What Josh means by “fundamental contradiction” is that a disruptive technology, in Christensen’s definition, must not only be behind the cutting edge in some technical dimension, but also satisfy unmet consumer demands. The latter must be uncertain ex ante, otherwise the market leaders would also be developing the disruptive technology. Christensen advises incumbents to “disrupt themselves,” but this assumes they know which technologies will eventually be disruptive. Because they don’t, they must choose among several alternatives, including “do nothing” (i.e., try to exploit late-mover advantage).
The incumbent’s decision, contrary to Christensen’s reasoning, reflects entrepreneurial judgment, which may or may not be correct. There is no formula for managing disruptive technologies.
See also Lynne’s insightful comments.
Knowledge Elites, Inequality, and Economic Growth
| Peter Klein |
An interesting paper from Mara P. Squicciarini and Nico Voigtländer examines the role of “knowledge elites” — individuals at the upper tail of the human capital distribution* — in French economic growth around the time of the Industrial Revolution. Key passage:
To measure the historical presence of knowledge elites, we use city-level subscriptions to the famous Encyclopédie in mid-18th century France. We show that subscriber density is a strong predictor of city growth after 1750, but not before the onset of French industrialization. Alternative measures of development confirm this pattern: soldier height and industrial activity are strongly associated with subscriber density after, but not before, 1750. Literacy, on the other hand, does not predict growth.

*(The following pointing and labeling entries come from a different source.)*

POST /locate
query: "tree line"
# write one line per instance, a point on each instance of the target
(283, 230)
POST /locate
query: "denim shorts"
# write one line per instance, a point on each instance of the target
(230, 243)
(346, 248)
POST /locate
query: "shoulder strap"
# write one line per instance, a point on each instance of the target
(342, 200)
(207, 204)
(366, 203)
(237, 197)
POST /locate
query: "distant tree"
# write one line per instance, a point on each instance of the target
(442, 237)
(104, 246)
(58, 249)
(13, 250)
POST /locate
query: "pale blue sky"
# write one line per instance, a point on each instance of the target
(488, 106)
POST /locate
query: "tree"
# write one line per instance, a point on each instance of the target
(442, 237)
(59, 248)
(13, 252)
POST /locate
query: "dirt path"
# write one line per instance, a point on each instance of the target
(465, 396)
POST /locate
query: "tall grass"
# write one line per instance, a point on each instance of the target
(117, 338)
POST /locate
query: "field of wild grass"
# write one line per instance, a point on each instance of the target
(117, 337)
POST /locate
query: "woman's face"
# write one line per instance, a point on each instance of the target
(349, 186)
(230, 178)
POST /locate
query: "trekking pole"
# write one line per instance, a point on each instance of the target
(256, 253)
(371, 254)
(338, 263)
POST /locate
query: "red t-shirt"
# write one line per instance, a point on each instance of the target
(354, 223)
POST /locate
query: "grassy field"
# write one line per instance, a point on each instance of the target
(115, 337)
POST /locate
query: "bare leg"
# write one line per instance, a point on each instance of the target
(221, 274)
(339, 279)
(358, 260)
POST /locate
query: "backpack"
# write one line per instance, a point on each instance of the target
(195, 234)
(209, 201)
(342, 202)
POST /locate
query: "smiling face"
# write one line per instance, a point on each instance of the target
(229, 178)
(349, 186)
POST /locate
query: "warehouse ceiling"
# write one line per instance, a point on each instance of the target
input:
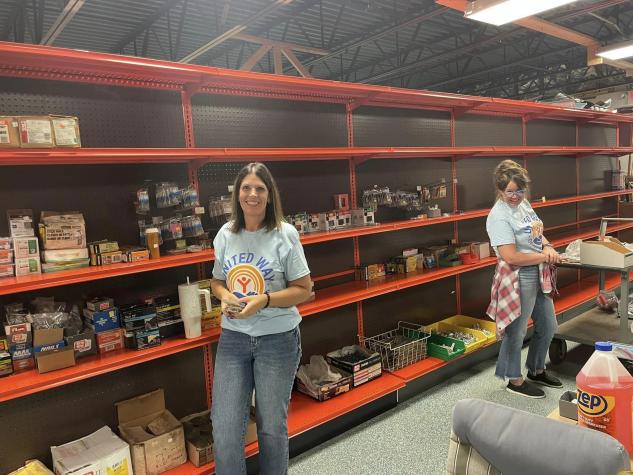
(416, 44)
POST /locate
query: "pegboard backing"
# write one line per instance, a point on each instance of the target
(60, 415)
(594, 174)
(328, 331)
(475, 189)
(596, 135)
(103, 193)
(108, 116)
(542, 171)
(423, 304)
(551, 132)
(384, 127)
(236, 121)
(472, 130)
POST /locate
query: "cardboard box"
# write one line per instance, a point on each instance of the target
(566, 407)
(101, 452)
(65, 230)
(32, 467)
(84, 343)
(9, 132)
(28, 266)
(608, 253)
(110, 341)
(156, 437)
(20, 224)
(65, 131)
(36, 131)
(102, 320)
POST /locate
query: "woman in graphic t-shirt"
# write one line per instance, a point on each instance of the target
(516, 234)
(260, 274)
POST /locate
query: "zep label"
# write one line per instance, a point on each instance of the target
(596, 411)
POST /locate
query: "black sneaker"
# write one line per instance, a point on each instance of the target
(545, 379)
(526, 389)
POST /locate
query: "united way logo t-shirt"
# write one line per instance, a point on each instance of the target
(518, 225)
(252, 263)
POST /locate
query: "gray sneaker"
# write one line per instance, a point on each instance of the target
(526, 389)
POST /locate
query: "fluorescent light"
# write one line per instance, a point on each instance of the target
(500, 12)
(617, 51)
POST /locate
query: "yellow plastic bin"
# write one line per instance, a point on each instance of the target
(470, 322)
(443, 327)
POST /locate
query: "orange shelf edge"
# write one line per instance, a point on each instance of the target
(29, 382)
(11, 285)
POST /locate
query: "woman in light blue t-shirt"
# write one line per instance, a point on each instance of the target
(260, 274)
(516, 234)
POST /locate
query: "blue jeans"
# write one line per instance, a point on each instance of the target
(267, 364)
(541, 307)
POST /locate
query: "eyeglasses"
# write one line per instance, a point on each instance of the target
(515, 194)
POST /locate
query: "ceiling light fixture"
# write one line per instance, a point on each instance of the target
(617, 51)
(500, 12)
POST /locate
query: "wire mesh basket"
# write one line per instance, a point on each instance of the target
(400, 347)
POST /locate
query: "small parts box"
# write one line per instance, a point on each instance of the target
(364, 365)
(156, 437)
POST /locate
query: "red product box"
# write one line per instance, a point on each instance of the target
(111, 340)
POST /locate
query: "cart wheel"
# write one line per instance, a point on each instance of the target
(557, 351)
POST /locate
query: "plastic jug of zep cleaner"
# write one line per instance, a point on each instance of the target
(605, 395)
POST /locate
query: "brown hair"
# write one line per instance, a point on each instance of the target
(274, 213)
(508, 171)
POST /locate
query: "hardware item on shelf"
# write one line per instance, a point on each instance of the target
(28, 266)
(322, 381)
(370, 272)
(6, 363)
(362, 217)
(364, 365)
(65, 131)
(36, 131)
(152, 238)
(100, 452)
(111, 340)
(9, 132)
(102, 320)
(192, 226)
(62, 230)
(32, 467)
(20, 222)
(341, 202)
(399, 347)
(220, 209)
(156, 437)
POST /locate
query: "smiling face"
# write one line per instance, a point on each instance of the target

Finally, by joining data on British patents with a large French firm survey from 1837, we provide evidence for the mechanism: upper tail knowledge raised the productivity in innovative industrial technology.

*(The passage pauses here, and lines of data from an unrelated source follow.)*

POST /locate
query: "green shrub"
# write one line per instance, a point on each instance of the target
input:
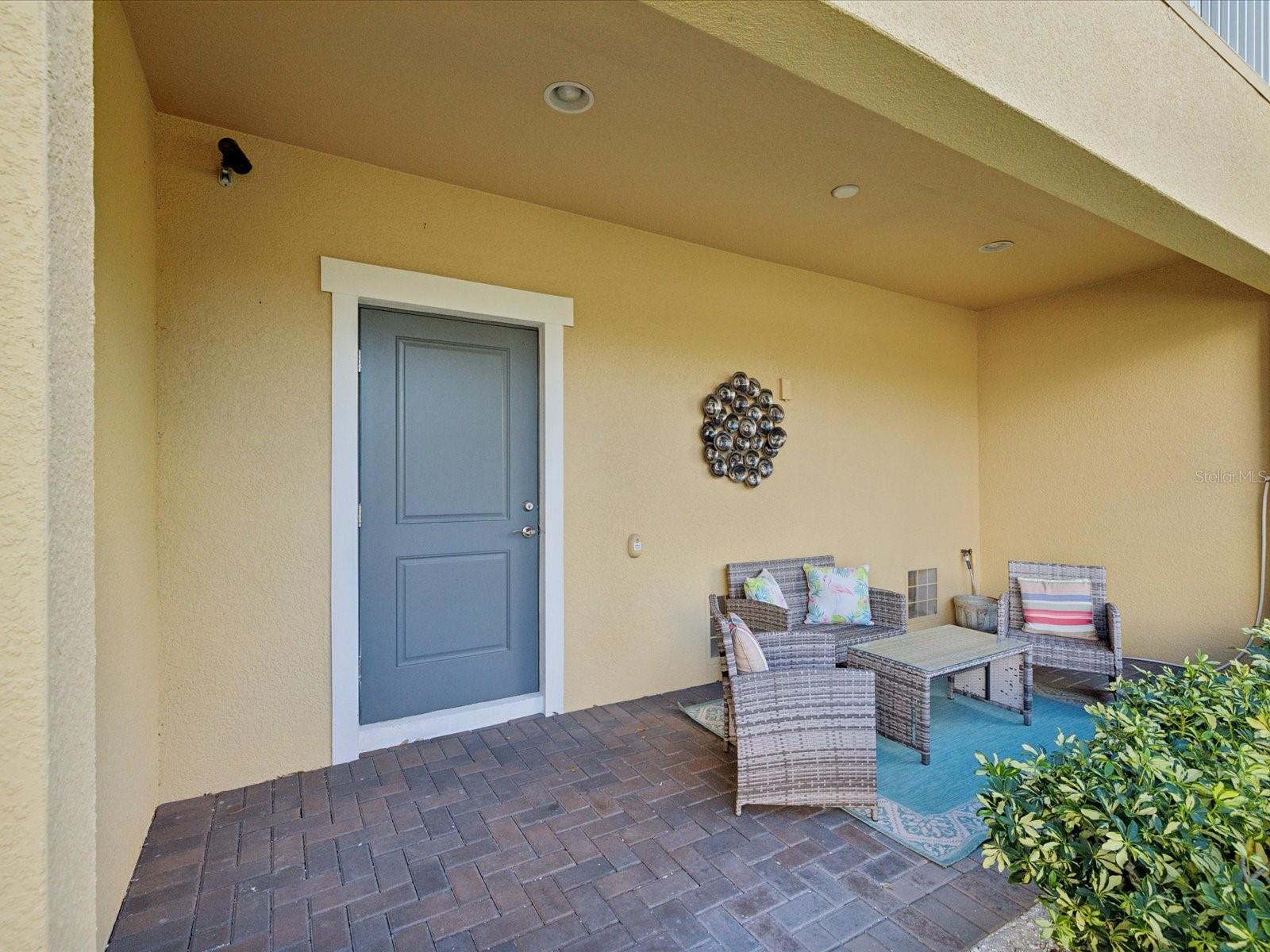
(1153, 835)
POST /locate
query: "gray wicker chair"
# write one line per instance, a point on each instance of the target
(889, 608)
(806, 729)
(1102, 657)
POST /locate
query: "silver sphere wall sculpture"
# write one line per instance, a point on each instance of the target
(742, 429)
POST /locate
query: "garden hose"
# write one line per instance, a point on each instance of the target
(1261, 577)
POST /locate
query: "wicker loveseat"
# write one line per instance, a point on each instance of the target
(804, 729)
(1100, 657)
(889, 608)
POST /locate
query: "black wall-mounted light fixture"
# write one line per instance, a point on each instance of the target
(234, 162)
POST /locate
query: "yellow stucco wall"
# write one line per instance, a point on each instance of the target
(880, 467)
(1099, 412)
(126, 460)
(23, 478)
(48, 772)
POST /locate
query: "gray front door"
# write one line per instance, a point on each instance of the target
(448, 480)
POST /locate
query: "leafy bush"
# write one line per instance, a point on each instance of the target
(1153, 835)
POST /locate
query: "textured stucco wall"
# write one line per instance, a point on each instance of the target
(125, 460)
(48, 774)
(23, 476)
(880, 467)
(1117, 107)
(1098, 409)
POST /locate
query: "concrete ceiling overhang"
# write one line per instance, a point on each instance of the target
(692, 133)
(1130, 111)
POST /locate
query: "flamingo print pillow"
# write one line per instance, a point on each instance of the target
(837, 596)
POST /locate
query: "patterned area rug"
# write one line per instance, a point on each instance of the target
(933, 809)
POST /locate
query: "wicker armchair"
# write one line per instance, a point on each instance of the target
(1102, 657)
(889, 608)
(804, 729)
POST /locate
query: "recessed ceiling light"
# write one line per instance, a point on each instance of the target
(994, 247)
(568, 97)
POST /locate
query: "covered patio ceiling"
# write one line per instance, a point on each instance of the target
(689, 137)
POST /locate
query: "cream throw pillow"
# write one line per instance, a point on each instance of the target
(745, 647)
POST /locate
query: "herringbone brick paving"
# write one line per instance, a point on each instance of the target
(603, 829)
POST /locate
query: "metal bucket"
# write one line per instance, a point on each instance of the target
(977, 612)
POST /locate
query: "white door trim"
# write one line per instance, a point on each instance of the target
(352, 285)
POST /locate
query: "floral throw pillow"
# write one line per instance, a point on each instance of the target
(765, 588)
(837, 596)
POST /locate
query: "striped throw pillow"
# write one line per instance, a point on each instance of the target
(1053, 607)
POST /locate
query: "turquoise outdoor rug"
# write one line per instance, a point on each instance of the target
(933, 809)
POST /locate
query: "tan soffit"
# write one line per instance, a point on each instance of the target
(689, 137)
(1117, 107)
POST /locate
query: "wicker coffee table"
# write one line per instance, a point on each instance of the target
(977, 664)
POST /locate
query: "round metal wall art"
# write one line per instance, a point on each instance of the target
(742, 431)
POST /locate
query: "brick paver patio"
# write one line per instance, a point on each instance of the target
(603, 829)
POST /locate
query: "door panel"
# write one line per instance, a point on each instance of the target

In other words, growth is driven by the knowledge (and, presumably, skills, preferences, and beliefs) of the elites, not the population at large.
Squicciarini and Voigtländer don’t deal directly with the distribution of income and wealth (they do show that regions with higher Encyclopédie subscriber density had higher per-capita incomes), presumably those individuals in the upper tail of the knowledge distribution were also one-percenters in income or wealth. This brings to mind one of Bertrand de Jouvenel’s arguments about inequality, namely that it spurs technological innovation:
[I]t is a commonplace that things which are now provided inexpensively to the many, say spices or the newspaper, were originally luxuries which could be offered only because some few were willing and able to buy them at high prices. It is difficult to say what the economic development of the West would have been . . . if the productive effort had been aimed at providing more of the things needed by all, to the exclusion of a greater variety of things desired by minorities [i.e., elites]. . . . History shows us that each successive enlargement of the opportunities to consume was linked with unequal distribution of the means to consume.

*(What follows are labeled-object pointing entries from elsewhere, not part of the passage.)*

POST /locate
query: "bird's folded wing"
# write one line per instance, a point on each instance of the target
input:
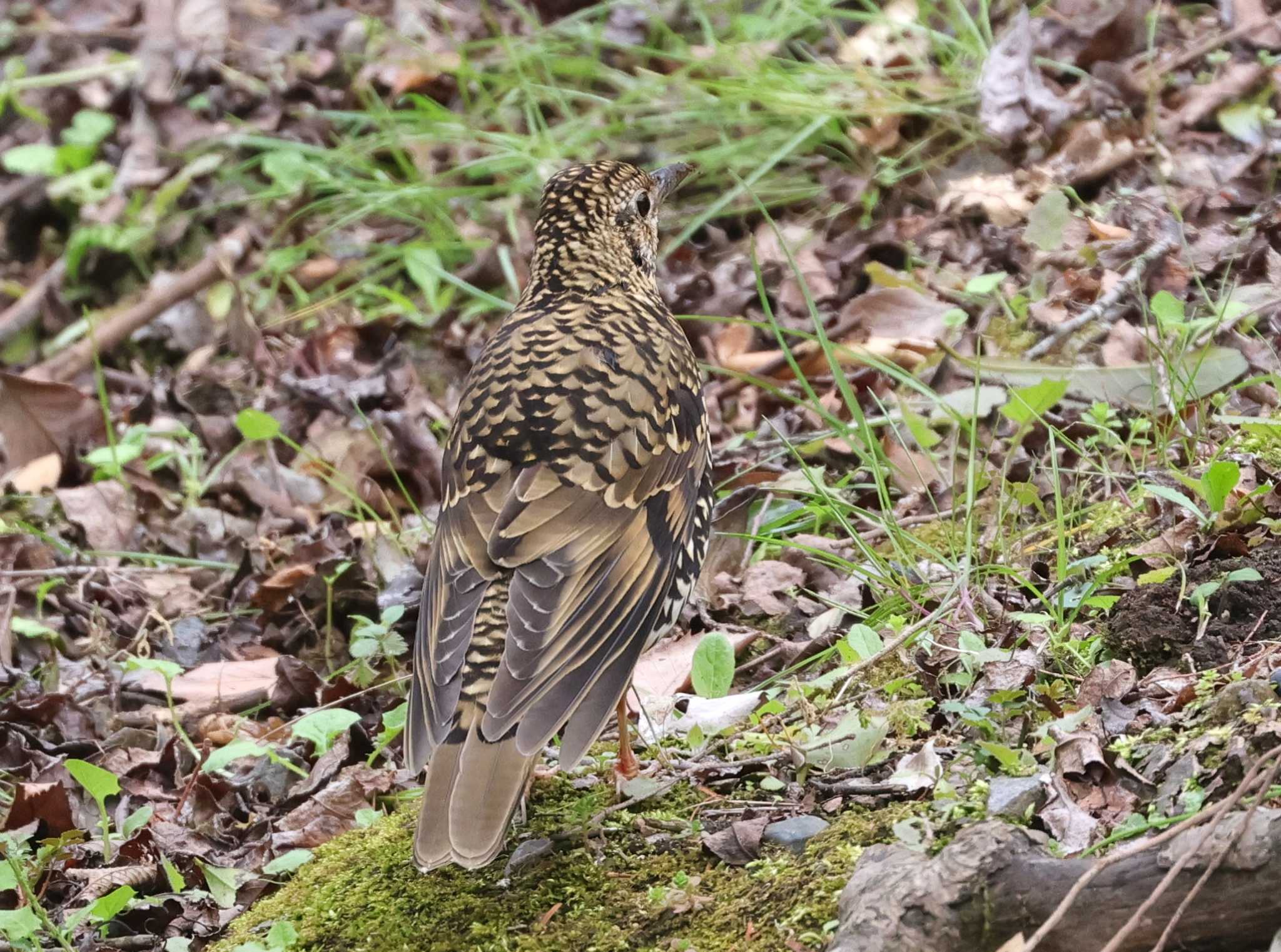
(591, 584)
(458, 577)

I suspect Squicciarini and Voigtländer’s knowledge elites were largely the same as de Jouvenel’s “minorities” (in a robustness check for reverse causation, Squicciarini and Voightländer use membership in scientific societies as a proxy for knowledge elites, and these scientific societies were the primary producers and consumers of scientific instruments, for example). What would Monsieur Piketty say about this, I wonder?